If it's really inapplicable, then what's the point of not changing? Its worth is zero and since it can't change, its worth will always be zero. I actually don't completely dismiss the value of math for math's sake, but I think that applies more to simple things than the kind of baroque, ultra-complicated stuff I see mathematicians working on today. On the one hand, you could look at something like a proof by pictures of the Pythagorean theorem that doesn't require a ton of background to appreciate. I once explained it to a graduate student in music, and I could tell he was really excited. Ignoring the immense practicality of the Pythagorean theorem, that kind of mathematical beauty comes quite cheaply, and I would say it's worthwhile, just purely for the fun of it! But as you get deeper and deeper, the price of admission gets bigger and bigger. You could take a theorem like the spectral theorem of functional analysis that's pretty deep and not really accessible to laymen, but you don't exactly need to devote your life to understanding it. If you go much further than that, it gets to some unknown territory for me.
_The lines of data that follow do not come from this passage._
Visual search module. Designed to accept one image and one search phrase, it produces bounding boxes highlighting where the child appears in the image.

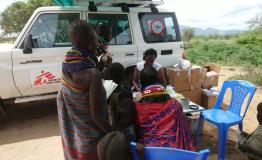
[239,102,262,160]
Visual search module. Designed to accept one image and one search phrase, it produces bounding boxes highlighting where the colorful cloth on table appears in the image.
[57,47,106,160]
[136,86,195,151]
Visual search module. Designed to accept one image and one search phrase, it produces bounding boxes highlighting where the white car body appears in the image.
[0,7,183,100]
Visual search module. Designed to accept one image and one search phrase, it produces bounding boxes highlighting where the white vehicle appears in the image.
[0,0,183,112]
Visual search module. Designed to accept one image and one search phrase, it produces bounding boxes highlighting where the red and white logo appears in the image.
[31,70,61,86]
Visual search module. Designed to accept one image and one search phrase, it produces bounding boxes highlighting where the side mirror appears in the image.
[23,34,33,54]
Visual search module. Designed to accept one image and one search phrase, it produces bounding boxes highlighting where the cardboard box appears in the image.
[178,89,202,105]
[201,94,217,108]
[202,71,219,89]
[204,63,221,73]
[167,66,204,92]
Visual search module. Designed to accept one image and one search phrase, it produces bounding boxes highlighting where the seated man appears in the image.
[240,102,262,160]
[136,67,195,151]
[106,62,136,141]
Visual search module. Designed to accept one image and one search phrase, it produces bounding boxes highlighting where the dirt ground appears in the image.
[0,67,262,160]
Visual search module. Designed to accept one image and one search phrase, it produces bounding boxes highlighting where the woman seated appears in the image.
[133,48,166,92]
[136,67,195,151]
[106,62,136,141]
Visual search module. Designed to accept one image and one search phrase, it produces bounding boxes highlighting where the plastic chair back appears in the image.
[131,142,209,160]
[214,80,256,117]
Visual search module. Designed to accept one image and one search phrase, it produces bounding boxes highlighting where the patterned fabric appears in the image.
[136,85,195,151]
[57,49,106,160]
[57,84,103,160]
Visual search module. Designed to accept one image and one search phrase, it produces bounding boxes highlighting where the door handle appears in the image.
[125,53,135,56]
[19,59,42,64]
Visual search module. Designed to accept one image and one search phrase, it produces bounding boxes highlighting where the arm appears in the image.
[89,70,111,133]
[132,67,141,92]
[157,67,166,86]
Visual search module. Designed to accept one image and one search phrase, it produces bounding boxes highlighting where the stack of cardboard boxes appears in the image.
[202,64,221,108]
[167,64,220,135]
[167,66,206,105]
[167,64,220,107]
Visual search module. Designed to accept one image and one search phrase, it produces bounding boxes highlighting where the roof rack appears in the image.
[74,0,164,6]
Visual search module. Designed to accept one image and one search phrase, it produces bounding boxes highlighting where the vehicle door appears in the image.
[135,12,183,66]
[88,12,137,67]
[12,11,80,96]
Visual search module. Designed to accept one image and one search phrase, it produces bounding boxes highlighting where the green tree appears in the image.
[0,1,29,34]
[182,28,195,48]
[247,12,262,30]
[0,0,52,34]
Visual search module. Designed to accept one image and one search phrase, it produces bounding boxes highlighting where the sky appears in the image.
[0,0,262,30]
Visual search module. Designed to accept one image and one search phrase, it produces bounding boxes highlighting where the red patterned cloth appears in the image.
[136,86,195,151]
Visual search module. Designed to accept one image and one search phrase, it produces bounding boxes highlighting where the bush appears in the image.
[230,66,262,86]
[186,39,262,66]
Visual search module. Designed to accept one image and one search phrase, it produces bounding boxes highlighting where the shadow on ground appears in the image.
[0,99,59,145]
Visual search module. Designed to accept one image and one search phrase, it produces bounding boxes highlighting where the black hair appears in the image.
[68,20,97,52]
[140,67,158,88]
[106,62,125,84]
[143,48,157,60]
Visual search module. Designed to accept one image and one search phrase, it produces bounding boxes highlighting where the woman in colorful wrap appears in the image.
[57,20,110,160]
[136,67,195,151]
[132,48,166,92]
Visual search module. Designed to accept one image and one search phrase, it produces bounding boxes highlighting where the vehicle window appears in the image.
[88,13,132,45]
[138,13,181,43]
[29,13,80,48]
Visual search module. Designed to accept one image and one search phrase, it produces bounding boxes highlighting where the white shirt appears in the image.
[136,61,162,72]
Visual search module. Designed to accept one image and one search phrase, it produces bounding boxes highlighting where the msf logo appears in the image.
[34,70,56,85]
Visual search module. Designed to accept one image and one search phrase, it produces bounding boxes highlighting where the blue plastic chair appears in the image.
[131,142,209,160]
[196,80,256,160]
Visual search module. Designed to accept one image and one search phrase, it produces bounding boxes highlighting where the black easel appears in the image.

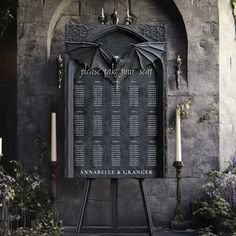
[76,179,154,236]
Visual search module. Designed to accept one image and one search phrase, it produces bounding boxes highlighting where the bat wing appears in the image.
[117,42,165,82]
[66,42,112,79]
[127,42,165,69]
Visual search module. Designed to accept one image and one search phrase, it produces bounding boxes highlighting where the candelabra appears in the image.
[50,161,57,201]
[171,161,188,230]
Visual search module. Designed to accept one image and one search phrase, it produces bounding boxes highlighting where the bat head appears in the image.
[112,55,120,65]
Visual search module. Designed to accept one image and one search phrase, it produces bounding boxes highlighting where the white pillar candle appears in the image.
[126,8,130,17]
[51,112,57,161]
[0,138,2,155]
[176,107,182,161]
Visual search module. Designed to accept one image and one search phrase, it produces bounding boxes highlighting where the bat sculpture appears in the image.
[67,42,165,83]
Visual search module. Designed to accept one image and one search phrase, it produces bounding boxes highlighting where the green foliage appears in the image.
[10,161,52,213]
[0,136,61,236]
[0,8,14,38]
[193,167,236,236]
[177,97,193,120]
[199,102,219,123]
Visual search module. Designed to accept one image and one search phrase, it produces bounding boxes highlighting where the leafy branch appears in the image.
[198,102,218,123]
[177,97,193,120]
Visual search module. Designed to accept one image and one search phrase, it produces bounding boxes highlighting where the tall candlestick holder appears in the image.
[171,161,188,230]
[50,161,57,202]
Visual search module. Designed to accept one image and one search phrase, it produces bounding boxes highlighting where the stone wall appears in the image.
[17,0,219,229]
[219,0,236,169]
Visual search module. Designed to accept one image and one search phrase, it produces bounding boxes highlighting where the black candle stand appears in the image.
[170,161,188,230]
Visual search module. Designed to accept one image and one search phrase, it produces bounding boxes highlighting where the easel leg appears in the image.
[139,179,154,236]
[76,179,92,236]
[111,179,118,229]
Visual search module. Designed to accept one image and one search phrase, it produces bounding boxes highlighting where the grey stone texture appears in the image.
[17,0,219,229]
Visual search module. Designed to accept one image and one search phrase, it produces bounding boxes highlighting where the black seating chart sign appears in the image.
[65,24,166,178]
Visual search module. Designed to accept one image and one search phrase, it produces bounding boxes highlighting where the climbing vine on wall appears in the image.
[232,0,236,19]
[0,8,14,38]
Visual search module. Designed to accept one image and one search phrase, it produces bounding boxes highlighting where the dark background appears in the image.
[0,0,17,168]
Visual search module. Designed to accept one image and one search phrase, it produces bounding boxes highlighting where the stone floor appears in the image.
[62,229,198,236]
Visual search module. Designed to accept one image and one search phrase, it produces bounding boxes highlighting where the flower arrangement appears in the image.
[193,155,236,236]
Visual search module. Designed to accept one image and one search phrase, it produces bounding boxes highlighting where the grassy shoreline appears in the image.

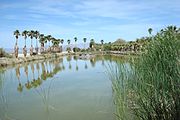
[0,51,139,67]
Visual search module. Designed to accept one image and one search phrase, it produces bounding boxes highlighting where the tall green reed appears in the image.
[109,26,180,120]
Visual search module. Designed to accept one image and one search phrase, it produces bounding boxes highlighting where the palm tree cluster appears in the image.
[14,30,64,57]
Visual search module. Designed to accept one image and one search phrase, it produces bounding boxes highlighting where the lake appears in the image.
[0,56,124,120]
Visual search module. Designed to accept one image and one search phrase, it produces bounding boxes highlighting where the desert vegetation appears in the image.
[108,26,180,120]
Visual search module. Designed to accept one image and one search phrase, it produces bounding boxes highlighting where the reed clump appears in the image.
[110,26,180,120]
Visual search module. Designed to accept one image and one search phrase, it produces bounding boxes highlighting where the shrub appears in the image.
[107,26,180,120]
[73,47,81,52]
[0,48,11,57]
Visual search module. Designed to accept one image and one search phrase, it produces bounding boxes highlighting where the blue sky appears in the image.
[0,0,180,48]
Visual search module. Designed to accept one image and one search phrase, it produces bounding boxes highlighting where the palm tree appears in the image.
[22,30,28,57]
[83,38,87,49]
[14,30,21,45]
[22,30,28,46]
[67,39,71,47]
[39,34,45,53]
[44,36,48,50]
[89,39,95,48]
[14,30,20,58]
[28,30,34,56]
[34,30,40,54]
[60,39,64,52]
[67,39,71,52]
[101,40,104,50]
[28,30,34,46]
[148,28,152,35]
[74,37,77,47]
[47,35,52,51]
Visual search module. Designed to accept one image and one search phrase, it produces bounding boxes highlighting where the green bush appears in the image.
[132,26,180,120]
[109,26,180,120]
[0,48,10,57]
[73,47,81,52]
[66,47,71,52]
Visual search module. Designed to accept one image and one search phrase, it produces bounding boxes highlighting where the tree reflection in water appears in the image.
[15,65,23,92]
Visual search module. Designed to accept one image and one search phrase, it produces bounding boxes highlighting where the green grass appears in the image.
[108,26,180,120]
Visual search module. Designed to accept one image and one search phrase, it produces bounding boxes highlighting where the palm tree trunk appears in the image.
[25,38,26,46]
[16,38,18,45]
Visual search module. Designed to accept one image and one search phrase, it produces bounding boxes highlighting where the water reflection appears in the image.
[0,55,131,120]
[15,55,131,92]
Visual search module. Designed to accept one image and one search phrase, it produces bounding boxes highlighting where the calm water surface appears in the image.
[0,56,122,120]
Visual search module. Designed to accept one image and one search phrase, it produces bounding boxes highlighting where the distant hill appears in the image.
[112,38,126,44]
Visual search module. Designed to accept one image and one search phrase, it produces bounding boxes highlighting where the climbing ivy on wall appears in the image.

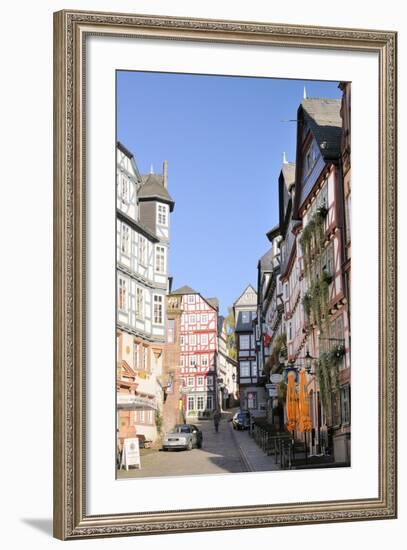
[316,344,345,411]
[300,206,332,330]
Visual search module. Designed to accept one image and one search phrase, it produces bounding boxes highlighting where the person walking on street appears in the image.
[213,411,220,432]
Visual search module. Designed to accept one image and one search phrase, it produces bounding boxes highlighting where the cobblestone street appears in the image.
[117,412,276,479]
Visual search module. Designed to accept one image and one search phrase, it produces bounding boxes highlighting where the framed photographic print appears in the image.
[54,10,397,539]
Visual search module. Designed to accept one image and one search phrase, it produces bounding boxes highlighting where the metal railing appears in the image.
[251,424,296,470]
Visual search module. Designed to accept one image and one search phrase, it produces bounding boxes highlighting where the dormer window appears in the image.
[304,143,318,177]
[157,204,167,225]
[121,176,129,203]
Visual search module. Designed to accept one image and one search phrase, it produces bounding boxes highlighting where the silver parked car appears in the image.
[162,424,202,451]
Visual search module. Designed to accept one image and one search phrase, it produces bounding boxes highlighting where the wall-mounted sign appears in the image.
[270,374,283,384]
[120,437,141,470]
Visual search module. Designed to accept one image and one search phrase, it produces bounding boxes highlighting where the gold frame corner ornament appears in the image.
[54,10,397,540]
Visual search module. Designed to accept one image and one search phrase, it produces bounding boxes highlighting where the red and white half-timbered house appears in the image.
[171,286,219,418]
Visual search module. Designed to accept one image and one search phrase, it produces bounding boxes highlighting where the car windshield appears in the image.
[174,426,191,434]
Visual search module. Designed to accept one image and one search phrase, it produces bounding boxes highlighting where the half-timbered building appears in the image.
[116,143,174,444]
[233,285,267,416]
[289,99,350,463]
[170,286,220,418]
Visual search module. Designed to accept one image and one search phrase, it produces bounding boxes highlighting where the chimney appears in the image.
[163,160,168,189]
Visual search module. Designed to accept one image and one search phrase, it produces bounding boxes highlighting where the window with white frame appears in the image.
[155,246,165,273]
[121,176,129,203]
[288,321,293,340]
[133,340,140,369]
[239,334,250,349]
[118,277,127,311]
[167,319,175,344]
[153,294,164,325]
[242,311,250,324]
[157,204,167,225]
[187,395,195,411]
[120,223,130,256]
[136,286,144,319]
[143,346,150,370]
[138,235,147,265]
[240,361,250,378]
[247,392,257,409]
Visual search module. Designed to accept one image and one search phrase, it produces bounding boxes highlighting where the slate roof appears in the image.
[171,285,199,294]
[301,98,342,159]
[138,174,174,211]
[233,285,257,307]
[281,162,295,192]
[235,308,256,332]
[259,248,274,271]
[204,298,219,309]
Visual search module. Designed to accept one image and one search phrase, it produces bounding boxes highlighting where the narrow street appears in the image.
[117,411,275,479]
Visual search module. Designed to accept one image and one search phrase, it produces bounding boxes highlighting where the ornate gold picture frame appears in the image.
[54,10,397,540]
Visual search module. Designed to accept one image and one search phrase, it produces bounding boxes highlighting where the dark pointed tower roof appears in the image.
[138,174,175,212]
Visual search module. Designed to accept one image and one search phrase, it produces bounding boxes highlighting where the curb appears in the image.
[230,426,255,472]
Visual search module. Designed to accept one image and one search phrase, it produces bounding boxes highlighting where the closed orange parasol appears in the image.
[298,370,312,433]
[286,371,299,432]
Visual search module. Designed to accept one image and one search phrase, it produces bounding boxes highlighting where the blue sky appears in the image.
[117,71,340,313]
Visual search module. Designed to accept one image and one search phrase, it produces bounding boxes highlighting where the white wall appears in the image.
[0,0,407,550]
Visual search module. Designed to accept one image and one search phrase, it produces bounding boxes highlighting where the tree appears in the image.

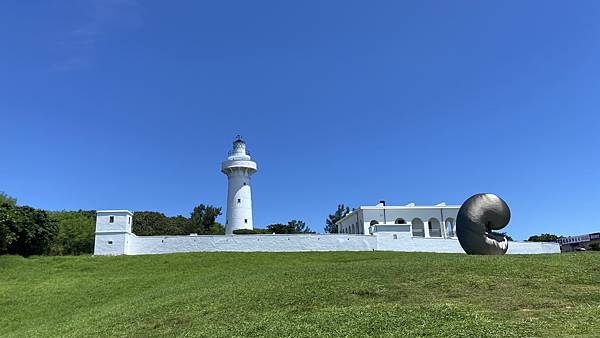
[131,211,173,236]
[0,203,57,256]
[0,191,17,207]
[267,220,314,234]
[325,204,350,234]
[188,204,221,234]
[48,210,96,255]
[527,234,561,242]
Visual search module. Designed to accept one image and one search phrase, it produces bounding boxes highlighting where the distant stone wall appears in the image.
[129,235,377,255]
[94,232,560,255]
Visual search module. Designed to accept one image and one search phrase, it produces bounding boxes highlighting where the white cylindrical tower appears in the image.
[221,136,256,235]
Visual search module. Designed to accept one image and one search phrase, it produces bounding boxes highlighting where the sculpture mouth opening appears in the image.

Maybe I'd see more value in more math if I understood more of it, but I do have the distinct impression of having diminishing returns, as far as I did get. I don't think it's worth all the intense competition and all the insanely hard work. Not even by a long shot. Not for me, anyway. Unless it can make a difference in people's lives.
I think you're not seeing the forest through the trees when it comes to programming. Programming is very logical. The particular details of syntax are not that important. The concept of a for loop makes sense, independent of the details of how it has been implemented in various languages. It's DRY. Don't repeat yourself. If you didn't have loops, you'd have to type the same code over and over, possibly hundreds of times. The necessity of iteration can therefore be viewed almost as if it were a timeless mathematical truth. When you are stuck looking at the trees, you don't see this forest. Don't worry about the fact that it has to be
for(int i = 0; i<100; i++)
{
// do stuff
}
Who cares about that? If you learn it in C++, it's the same concept in Python, even if the exact way that you write it out is slightly different.
It's a form of engineering. Do you think if someone designs a car that they had to make every piece exactly the way they did or was there some wiggle room? Obviously, there was some wiggle room--just look at all the different kinds of cars out there. And math is that way to some degree, too. A proof doesn't have to be done exactly the way they did it. There may be 50 different ways to prove the same thing. Which way do you choose? As it turns out, the choice in the way the same piece of mathematics is proven can evolve over time.
Plus, a PhD in maths would allow you to enter academia, where you would age like wine as an employee (tenure = unfirable). Programmers age like fruit - at 40+, your value as an employee drops like a rock.
I have a PhD in math and to put it in Biblical terms, it would be easier for a camel to pass through the eye of a needle than for me to enter academia. Except as an adjunct, but I'm not sure that's any better than flipping burgers, prestige aside--there's definitely no aging like wine there.
I'm not sure it's really true that programmers age like fruit. Especially someone like me because if I break into programming, my math expertise will open a lot more doors when combined with being able to say I worked professionally using Java or C++ for X years.